Liputan6.com, Jucuapa - Maraknya kasus kejahatan pembunuhan di negara El Salvador, Amerika Tengah memaksa puluhan ribu warganya mengungsi. Namun warga Kota Jucuapa, 116 kilometer dari ibukota San Salvador justru mengais rezeki dari kondisi mengerikan itu.
Baca Juga
Warga di kota berpenduduk sekitar 18 ribu jiwa itu malah berbondong-bondong meninggalkan kerja upah rendah mereka sebagai buruh kopi dan pertanian. Mereka banting setir dengan menyulap lahan-lahan kecil mereka menjadi bengkel pembuatan peti mati.
"Ada peningkatan jumlah bengkel karena situasi ekonomi. Bidang usaha itulah yang menyediakan paling banyak nafkah di sini," kata Cesar Cruz yang menjalankan bisnis ayahnya seperti dikutip dari AOL.com pada Rabu (20/4/2016).
Advertisement
Bisnis yang dikelolanya sekarang memiliki 16 pekerja dan mengirim sekitar 40 barang produk ke seluruh negeri.

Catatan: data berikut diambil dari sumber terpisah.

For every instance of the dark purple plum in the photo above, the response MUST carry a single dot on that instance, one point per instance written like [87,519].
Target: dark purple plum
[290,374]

Sejumlah bengkel sederhana lantas merambah di seantero kota. Para pengrajin kayu mengolah peti mati dari papan-papan kayu yang berbaris bersandar di dinding.
Deretan berikutnya adalah peti mati berhiaskan kain putih dan sejumlah hiasan lainnya.
Industri peti mati di Jucuapa membentang ke seluruh rantai pasokan. Mulai dari pemotong kayu, pengrajin, penghias dekorasi, pekerja bantalan, pengemudi, hingga tenaga-tenaga penjual.
Harga produknya berkisar antara US$100 hingga US$1200 atau sekitar Rp 1,3 juta hingga Rp 15,8 juta), tergantung dari bahan dan ongkos kerja.
Pada 2015, kekerasan antar geng menaikkan angka kejahatan pembunuhan hingga sebanyak 70% di El Salvador. Dengan demikian, negara ini menyusul Honduras sebagai ibukota dengan kasus pembunuhan tertinggi dunia.
Pembunuhan terus bertambah dalam 3 bulan pertama pada 2016, rata-rata 22 orang per hari. Geng-geng bengis yang dikenal dengan istilah 'mara' bertarung untuk mengendalikan penyelundupan narkoba dan pemerasan.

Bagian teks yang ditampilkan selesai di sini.